Pero incluso ese lazo terminó rompiéndose años después, tras una confrontación dolorosa que derivó en un distanciamiento definitivo.
Para Talina, fue otra pérdida que jamás logró procesar del todo.
En 2022, cuando parecía que ya no quedaban golpes posibles, estalló el escándalo que involucró a su hijo Jorge “Coco” Levy, acusado públicamente de acoso sexual por varias mujeres.
Talina lo defendió sin titubeos.
Esa decisión le costó críticas, aislamiento mediático y un desgaste emocional devastador.
Perdió peso, salud y tranquilidad.
Pero no se escondió.
Mientras enfrentaba el juicio público, su cuerpo comenzó a fallar.

Primero un tumor cerebral.
Luego otro, inoperable.
Perdió equilibrio, audición y fuerza.
Aun así, siguió trabajando.
“Si me detengo, caigo”, decía.
Y siguió, hasta que la vida le presentó su última sentencia.
En mayo de 2023 fue diagnosticada con leucemia mieloide aguda.
El cáncer avanzó rápido.
El dolor era constante, profundo, imparable.
Sedada, apenas consciente, susurraba que le dolía.
Su hijo tomó la decisión más dura: no prolongar su sufrimiento.
Talina Fernández murió el 28 de junio de 2023, a los 78 años.
Sin cámaras.
Sin maquillaje.
En silencio.
Su despedida fue íntima, en casa, rodeada de recuerdos.

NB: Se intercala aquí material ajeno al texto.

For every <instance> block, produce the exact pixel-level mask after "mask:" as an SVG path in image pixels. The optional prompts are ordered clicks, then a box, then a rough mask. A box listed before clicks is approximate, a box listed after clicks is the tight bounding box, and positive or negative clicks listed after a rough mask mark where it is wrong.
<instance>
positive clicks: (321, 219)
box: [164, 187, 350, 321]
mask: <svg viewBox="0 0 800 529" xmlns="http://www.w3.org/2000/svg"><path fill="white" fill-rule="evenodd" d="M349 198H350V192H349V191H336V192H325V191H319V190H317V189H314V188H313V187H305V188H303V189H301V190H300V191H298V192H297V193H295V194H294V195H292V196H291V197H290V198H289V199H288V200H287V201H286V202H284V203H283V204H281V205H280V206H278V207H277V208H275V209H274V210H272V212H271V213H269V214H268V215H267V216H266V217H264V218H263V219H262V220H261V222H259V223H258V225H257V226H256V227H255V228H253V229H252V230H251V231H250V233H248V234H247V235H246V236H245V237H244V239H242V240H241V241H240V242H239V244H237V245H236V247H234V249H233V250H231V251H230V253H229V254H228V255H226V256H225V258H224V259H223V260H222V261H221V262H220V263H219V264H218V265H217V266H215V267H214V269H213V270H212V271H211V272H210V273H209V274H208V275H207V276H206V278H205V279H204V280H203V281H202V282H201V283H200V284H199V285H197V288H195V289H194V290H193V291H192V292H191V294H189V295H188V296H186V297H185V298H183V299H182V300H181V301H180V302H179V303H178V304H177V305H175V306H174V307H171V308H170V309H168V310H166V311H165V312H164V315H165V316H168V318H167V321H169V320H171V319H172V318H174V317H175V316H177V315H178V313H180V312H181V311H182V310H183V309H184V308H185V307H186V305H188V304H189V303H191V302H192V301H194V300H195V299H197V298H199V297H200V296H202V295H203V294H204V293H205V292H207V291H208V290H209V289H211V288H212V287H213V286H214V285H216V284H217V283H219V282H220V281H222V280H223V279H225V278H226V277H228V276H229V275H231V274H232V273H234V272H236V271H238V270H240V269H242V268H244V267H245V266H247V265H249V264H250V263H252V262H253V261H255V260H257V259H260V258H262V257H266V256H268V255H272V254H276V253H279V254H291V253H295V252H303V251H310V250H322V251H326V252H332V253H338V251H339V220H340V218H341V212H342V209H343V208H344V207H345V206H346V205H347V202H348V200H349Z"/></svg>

Sus cenizas fueron divididas: parte con la familia, parte en Acapulco, y finalmente junto a Mariana.
Nunca se permitió caer en público.
Nunca pidió compasión.
Vivió de pie, incluso rota.
Y ahora que su historia completa sale a la luz, queda la pregunta inevitable: ¿fue una figura trágica, una heroína imperfecta o simplemente una mujer que siguió avanzando cuando ya no quedaba fuerza?